Name	Type	Description	Default
obj_type	type	The type of object the function applies to.	required

Returns:

Type	Description
Callable	A decorator that registers the function for the specified object type.

Examples:

@MyFunctional.register(MyObject)
def _(functional: MyFunctional, obj: MyObject) -> MyObject:
    ...

Source code in src/qten/abstracts.py

@classmethod
def register(cls, obj_type: type):
    """
    Register a function defining the action of the [`Functional`][qten.abstracts.Functional] on a specific object type.

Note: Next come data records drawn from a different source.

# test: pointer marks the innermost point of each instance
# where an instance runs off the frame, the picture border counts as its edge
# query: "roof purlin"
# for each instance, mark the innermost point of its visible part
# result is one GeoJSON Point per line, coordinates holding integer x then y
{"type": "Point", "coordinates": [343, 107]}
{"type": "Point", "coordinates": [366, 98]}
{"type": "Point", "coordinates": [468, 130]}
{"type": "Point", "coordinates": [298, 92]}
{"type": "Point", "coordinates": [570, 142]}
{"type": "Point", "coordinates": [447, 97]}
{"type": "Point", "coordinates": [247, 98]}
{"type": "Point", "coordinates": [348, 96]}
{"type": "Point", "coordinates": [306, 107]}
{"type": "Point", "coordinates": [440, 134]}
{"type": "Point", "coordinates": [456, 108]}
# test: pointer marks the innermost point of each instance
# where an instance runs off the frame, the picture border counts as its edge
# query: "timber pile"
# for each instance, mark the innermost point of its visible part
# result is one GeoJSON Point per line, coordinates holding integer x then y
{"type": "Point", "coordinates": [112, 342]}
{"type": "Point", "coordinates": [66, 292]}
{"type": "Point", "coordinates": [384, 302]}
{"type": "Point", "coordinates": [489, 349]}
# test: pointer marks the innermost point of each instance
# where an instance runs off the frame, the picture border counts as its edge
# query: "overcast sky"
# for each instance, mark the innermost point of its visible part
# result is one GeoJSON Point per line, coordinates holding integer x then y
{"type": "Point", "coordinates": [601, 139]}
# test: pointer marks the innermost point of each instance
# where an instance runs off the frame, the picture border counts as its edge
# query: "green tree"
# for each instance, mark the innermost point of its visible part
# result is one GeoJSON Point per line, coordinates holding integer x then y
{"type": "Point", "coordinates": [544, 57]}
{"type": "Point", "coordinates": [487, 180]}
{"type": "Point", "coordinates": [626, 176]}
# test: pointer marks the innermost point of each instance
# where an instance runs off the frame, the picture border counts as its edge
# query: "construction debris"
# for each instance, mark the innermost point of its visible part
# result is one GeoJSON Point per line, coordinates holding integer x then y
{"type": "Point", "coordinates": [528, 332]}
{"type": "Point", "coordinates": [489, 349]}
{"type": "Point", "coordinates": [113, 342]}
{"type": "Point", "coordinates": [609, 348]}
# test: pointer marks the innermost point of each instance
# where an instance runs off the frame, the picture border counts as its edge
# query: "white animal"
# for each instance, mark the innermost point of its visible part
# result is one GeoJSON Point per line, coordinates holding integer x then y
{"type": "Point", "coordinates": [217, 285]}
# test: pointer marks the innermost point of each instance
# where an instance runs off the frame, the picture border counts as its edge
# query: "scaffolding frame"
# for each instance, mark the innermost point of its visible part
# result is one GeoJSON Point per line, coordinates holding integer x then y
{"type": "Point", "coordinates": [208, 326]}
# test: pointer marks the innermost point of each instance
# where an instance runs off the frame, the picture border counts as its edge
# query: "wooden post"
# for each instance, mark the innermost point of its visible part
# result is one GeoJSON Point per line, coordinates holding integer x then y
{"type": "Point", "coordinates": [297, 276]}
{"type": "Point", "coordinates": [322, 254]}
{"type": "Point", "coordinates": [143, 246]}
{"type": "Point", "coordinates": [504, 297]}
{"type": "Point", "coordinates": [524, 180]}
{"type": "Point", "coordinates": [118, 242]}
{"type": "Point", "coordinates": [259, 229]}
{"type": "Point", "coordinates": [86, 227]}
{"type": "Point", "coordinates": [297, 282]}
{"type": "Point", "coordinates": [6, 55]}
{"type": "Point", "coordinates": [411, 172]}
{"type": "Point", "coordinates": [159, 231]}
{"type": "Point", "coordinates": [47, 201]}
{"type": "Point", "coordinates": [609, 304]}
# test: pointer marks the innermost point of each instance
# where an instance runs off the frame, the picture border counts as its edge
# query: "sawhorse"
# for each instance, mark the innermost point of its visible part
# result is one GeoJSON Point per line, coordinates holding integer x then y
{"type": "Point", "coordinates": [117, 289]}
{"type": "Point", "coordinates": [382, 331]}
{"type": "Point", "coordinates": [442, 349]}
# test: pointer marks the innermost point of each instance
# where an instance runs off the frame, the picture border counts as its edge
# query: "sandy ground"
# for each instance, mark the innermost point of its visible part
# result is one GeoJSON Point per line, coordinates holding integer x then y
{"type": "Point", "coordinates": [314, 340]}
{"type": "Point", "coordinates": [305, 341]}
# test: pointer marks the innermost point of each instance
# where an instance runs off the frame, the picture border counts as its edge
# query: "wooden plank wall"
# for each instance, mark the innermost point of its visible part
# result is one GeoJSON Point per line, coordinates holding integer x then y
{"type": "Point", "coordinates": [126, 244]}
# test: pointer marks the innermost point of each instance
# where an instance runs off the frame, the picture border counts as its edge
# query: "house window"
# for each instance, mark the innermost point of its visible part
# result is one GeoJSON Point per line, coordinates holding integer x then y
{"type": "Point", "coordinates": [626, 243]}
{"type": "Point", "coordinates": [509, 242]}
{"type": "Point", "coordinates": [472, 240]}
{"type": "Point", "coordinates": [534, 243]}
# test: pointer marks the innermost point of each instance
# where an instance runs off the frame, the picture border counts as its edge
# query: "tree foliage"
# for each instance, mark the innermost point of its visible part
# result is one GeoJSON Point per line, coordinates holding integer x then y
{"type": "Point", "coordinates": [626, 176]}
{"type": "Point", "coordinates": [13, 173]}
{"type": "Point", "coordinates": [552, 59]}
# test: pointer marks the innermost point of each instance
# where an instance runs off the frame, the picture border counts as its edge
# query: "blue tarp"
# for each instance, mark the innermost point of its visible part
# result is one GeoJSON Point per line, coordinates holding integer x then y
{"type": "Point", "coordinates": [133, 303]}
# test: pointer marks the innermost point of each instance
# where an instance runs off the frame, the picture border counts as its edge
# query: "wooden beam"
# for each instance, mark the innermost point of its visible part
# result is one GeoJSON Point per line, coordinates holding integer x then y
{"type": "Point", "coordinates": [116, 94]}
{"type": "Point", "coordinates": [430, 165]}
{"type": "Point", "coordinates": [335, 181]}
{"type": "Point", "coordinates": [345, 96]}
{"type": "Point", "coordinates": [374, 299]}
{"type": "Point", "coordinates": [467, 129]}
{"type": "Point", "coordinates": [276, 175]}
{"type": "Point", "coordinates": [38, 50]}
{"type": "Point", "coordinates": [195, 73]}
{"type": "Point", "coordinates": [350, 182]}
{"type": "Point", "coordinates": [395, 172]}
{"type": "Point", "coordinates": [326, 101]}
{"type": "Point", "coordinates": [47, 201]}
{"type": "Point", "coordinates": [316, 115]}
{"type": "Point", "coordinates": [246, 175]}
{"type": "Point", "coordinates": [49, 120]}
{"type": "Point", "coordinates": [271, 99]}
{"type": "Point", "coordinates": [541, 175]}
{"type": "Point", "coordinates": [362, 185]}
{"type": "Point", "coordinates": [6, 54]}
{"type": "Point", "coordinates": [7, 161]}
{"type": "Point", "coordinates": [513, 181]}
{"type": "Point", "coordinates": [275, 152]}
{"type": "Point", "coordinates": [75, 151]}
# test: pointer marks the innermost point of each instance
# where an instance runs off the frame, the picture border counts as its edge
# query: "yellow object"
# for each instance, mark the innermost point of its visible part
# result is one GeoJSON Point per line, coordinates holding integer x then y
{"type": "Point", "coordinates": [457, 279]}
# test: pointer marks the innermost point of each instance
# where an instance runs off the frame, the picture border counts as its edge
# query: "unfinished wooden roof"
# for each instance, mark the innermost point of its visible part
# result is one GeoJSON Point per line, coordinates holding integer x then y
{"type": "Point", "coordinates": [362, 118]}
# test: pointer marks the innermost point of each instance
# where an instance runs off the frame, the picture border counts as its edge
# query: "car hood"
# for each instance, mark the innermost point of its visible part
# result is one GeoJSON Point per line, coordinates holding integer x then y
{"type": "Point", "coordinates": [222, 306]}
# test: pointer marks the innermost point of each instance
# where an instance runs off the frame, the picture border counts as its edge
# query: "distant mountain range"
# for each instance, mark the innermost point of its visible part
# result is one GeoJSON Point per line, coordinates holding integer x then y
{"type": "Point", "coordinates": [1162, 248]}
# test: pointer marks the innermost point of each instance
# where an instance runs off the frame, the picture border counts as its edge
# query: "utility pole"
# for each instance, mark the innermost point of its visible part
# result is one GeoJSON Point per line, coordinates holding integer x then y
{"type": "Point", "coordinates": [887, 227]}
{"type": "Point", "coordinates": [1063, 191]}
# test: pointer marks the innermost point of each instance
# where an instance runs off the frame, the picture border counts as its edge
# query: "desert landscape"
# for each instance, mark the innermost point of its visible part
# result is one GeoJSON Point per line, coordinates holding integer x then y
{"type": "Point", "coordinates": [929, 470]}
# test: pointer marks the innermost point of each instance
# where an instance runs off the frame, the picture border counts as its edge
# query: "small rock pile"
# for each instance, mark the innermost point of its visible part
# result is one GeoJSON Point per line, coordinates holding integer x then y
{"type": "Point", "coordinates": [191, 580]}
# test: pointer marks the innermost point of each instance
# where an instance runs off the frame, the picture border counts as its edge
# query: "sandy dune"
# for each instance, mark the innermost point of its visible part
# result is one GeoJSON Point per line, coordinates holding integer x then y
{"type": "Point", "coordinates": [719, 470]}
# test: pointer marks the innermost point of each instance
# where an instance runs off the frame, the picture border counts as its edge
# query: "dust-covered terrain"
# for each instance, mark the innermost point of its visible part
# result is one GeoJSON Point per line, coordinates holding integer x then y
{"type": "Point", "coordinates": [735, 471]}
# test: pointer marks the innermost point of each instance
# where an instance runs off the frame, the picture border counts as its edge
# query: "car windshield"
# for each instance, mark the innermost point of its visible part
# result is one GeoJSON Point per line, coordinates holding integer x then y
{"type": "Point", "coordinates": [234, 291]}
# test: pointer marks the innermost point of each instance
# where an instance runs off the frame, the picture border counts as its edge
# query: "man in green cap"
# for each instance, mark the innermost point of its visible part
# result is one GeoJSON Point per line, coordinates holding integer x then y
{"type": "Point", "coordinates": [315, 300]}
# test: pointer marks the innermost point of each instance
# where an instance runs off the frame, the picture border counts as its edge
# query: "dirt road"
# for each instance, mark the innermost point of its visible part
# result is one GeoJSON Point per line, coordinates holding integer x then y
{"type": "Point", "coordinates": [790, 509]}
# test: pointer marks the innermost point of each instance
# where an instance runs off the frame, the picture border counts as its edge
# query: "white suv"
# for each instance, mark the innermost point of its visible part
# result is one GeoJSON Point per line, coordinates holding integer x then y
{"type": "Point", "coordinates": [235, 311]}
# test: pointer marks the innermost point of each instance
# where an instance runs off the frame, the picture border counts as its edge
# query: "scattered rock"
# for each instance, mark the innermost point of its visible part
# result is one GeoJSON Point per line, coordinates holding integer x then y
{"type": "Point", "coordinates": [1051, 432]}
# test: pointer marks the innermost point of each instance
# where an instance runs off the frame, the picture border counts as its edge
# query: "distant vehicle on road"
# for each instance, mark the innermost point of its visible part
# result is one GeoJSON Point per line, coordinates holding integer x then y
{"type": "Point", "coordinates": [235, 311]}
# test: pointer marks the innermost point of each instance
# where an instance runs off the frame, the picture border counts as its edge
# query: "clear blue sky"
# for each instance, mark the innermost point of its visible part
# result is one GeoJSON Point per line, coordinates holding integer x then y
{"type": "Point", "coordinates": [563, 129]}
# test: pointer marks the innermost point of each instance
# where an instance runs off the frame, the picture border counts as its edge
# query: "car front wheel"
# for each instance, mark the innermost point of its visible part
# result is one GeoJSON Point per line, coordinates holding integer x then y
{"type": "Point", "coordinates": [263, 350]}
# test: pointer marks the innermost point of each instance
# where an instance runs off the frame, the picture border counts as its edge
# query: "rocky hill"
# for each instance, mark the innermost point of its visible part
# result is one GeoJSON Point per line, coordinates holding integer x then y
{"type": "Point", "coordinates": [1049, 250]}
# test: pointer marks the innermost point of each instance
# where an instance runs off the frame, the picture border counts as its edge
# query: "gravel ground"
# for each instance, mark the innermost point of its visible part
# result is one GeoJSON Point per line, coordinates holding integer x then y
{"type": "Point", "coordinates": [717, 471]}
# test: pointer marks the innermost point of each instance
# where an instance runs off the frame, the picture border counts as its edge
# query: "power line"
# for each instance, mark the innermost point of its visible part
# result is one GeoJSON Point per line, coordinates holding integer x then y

    This method returns a decorator. The decorated function should accept
    the functional instance as its first argument and an object of
    `obj_type` as its second argument. Any keyword arguments passed to
    [`invoke()`][qten.abstracts.Functional.invoke] are forwarded to the
    decorated function.

    Dispatch is resolved at call time via MRO, so only the exact
    `(obj_type, cls)` key is stored here. Resolution later searches both:

    - the MRO of the runtime object type,
    - the MRO of the runtime functional type.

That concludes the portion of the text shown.